3) CBT (cognitive behavioral therapy)
Combining with SSRI raises efficacy. Examine luteal-phase cognitive distortions:
- "This is who I am forever" → "this is 14 days"
- "I'm a burden to my family" → "hormones speaking, not me"
- Recognize "decisions in this period aren't trustworthy" → defer big decisions out of luteal phase
4) Hormonal therapy (severe)
- Low-dose oral contraceptives — flatten the cycle.

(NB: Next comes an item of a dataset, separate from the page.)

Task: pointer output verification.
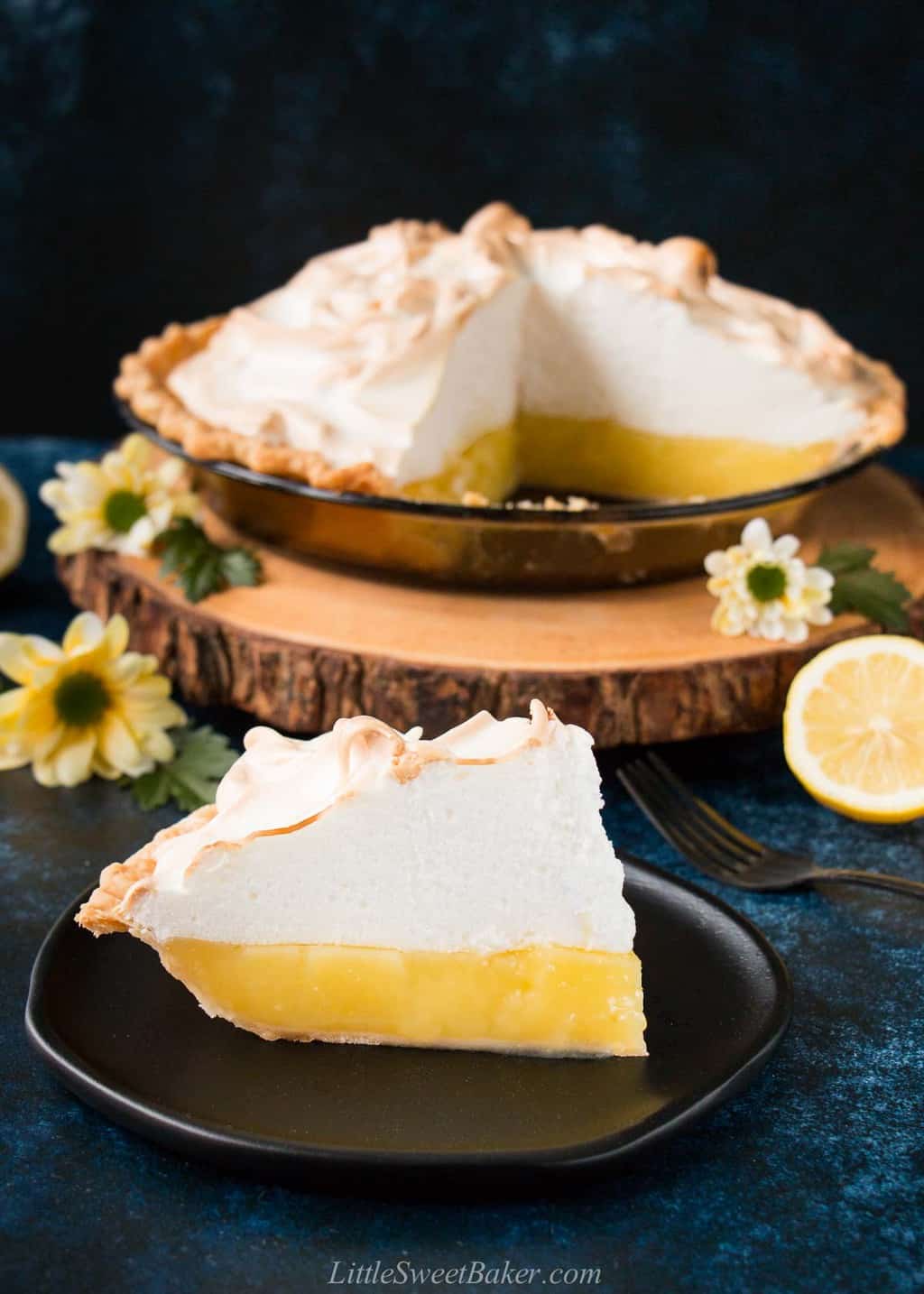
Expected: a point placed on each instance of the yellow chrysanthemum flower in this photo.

First-line hormonal therapy
- GnRH agonists — pause the cycle itself (severe / drug-resistant)
- Oophorectomy — last-resort option
5) Non-hormonal adjuncts
- Light therapy (SAD lamps) — depression ↓
- Acupuncture — some studies
- Korean herbal medicine (dong quai, peony, etc.) — commonly used in Korea; weaker clinical evidence but helps some patients
At Korean workplaces and in relationships
At work
- PMDD is legally a "women's health" reason — psychiatric documentation can support menstrual leave / half-days
- Partial disclosure to HR/EAP supports negotiating 1–2 rest days per month
- Avoid big presentations / decisions in luteal phase (reschedule when possible)
Family / spouse
- Share "hormonal cycle" information with family — PMDD is not "personality" but hormones
- Avoid big conflicts in luteal phase — postpone decisions/arguments past menstruation
- Have the spouse track the cycle too — awareness reduces conflict
- No "I'm too sensitive" self-criticism — acknowledge hormones
Red flags — see a doctor
- Suicidal urges / self-harm (common in PMDD)

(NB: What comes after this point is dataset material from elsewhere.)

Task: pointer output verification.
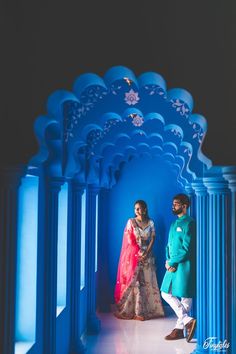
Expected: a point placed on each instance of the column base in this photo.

- Luteal-phase daily function ≤30%
- Relationship crisis / divorce consideration
- Rising alcohol / drug use
- Can't go to work / can't go out
1577-0199, psychiatry, OB/GYN immediately.
Korean resources
- Ministry of Gender Equality and Family 1366 — women's crisis line
- 1577-0199 — mental-health crisis
- University-hospital OB/GYN + psychiatry joint clinics
- Korean Society for Women's Health materials
- Online PMDD support groups
Takeaway
- PMS = 90% of women, mild symptoms; PMDD = 5–8%, clinical.
- PMDD neuroscience = elevated serotonin sensitivity, strong reaction to hormone shifts.
- Diagnosis = 3-cycle diary as the basis.
- Treatment: nutrition, exercise, sleep, SSRI, CBT, hormones (severe).
- Luteal-phase SSRI dosing = 14 days/cycle, effective.
- Average 7-year diagnostic delay in Korea — don't romanticize as "mood swings."